- Born: 1739 Cambridge, England
- Died: 1 May 1775 (aged 36) London, England
- Education: Trinity College, Cambridge
- Known for: Treatise of Fluxions
- Scientific career
- Fields: Mathematician and botanist
- Workplaces: University of Oxford
- Academic advisors: Robert Smith

= Israel Lyons =

Israel Lyons the Younger (1739 – 1 May 1775) was a mathematician and botanist. He was born in Cambridge, the son of Israel Lyons the elder (died 1770). He was regarded as a prodigy, especially in mathematics, and Robert Smith, master of Trinity College, took him under his wing and paid for his attendance.

==Biography==
He was the son of Israel Lyons the elder, a teacher of Hebrew in the University of Cambridge, who wrote a Hebrew Grammar together with the Rev. Richard Grey, D. D., rector of Hinton in Northamptonshire, in 1763.
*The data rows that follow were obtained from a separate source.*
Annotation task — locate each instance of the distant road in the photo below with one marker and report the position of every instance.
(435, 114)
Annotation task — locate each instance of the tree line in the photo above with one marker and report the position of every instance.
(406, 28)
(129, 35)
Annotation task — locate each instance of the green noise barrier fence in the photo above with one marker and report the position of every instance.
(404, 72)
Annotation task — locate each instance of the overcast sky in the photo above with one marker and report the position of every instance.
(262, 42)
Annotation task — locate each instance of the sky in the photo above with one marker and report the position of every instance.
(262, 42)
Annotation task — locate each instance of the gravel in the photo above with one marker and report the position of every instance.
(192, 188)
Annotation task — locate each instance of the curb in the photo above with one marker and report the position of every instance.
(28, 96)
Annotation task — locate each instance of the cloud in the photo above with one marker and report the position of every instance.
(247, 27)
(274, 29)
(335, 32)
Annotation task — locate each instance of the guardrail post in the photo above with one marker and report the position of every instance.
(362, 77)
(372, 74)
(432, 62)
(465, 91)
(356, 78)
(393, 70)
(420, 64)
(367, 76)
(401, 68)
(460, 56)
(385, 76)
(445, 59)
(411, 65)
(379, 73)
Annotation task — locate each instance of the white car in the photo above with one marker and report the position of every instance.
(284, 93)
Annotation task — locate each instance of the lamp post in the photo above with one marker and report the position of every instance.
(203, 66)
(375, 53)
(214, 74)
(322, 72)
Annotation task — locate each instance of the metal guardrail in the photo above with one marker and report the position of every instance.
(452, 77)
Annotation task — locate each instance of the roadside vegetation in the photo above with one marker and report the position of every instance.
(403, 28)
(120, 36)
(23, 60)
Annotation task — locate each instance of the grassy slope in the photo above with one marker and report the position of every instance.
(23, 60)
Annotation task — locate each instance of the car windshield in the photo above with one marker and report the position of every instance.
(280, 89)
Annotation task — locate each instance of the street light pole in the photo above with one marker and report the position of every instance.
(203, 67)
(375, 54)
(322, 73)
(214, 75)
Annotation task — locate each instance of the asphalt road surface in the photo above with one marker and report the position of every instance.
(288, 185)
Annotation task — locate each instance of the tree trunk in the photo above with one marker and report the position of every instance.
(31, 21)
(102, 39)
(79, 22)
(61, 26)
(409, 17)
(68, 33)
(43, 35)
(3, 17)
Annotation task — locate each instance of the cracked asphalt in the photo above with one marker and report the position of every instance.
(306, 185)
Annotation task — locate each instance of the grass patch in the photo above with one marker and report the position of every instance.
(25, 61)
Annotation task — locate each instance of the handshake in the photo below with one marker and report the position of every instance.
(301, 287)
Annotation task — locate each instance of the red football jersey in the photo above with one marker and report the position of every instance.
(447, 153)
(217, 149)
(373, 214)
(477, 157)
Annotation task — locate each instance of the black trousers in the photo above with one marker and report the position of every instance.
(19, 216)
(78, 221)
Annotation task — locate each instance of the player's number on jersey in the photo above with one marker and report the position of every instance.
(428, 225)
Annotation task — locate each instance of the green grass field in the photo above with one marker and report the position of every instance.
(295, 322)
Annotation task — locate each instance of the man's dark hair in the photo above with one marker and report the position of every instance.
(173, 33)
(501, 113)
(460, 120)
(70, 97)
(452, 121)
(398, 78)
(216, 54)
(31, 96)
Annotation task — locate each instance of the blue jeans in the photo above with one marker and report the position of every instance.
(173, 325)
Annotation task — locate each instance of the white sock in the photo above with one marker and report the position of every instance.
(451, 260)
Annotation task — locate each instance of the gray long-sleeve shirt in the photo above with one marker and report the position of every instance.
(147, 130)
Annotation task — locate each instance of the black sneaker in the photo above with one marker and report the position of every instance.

Due to his Ashkenazi Jewish origins, Lyons was not permitted to become an official member of the University of Cambridge. Nevertheless, his brilliance resulted in his publication Treatise on Fluxions at the age of 19, and his enthusiasm for botany resulted in a published survey of Cambridge flora a few years later. An Oxford undergraduate, Joseph Banks, paid Lyons to deliver a series of botany lectures at the University of Oxford. Lyons was selected by the Astronomer Royal to compute astronomical tables for the Nautical Almanac. Later, Banks secured Lyons a position as the astronomer for the 1773 North Pole voyage led by Constantine Phipps.

Lyons married, in March 1774, Phoebe Pearson, daughter of Newman Pearson of Over, Cambridgeshire, and settled in Rathbone Place, London. There he died of measles on 1 May 1775, at the age of only 36, while preparing a complete edition of Edmond Halley's works sponsored by the Royal Society.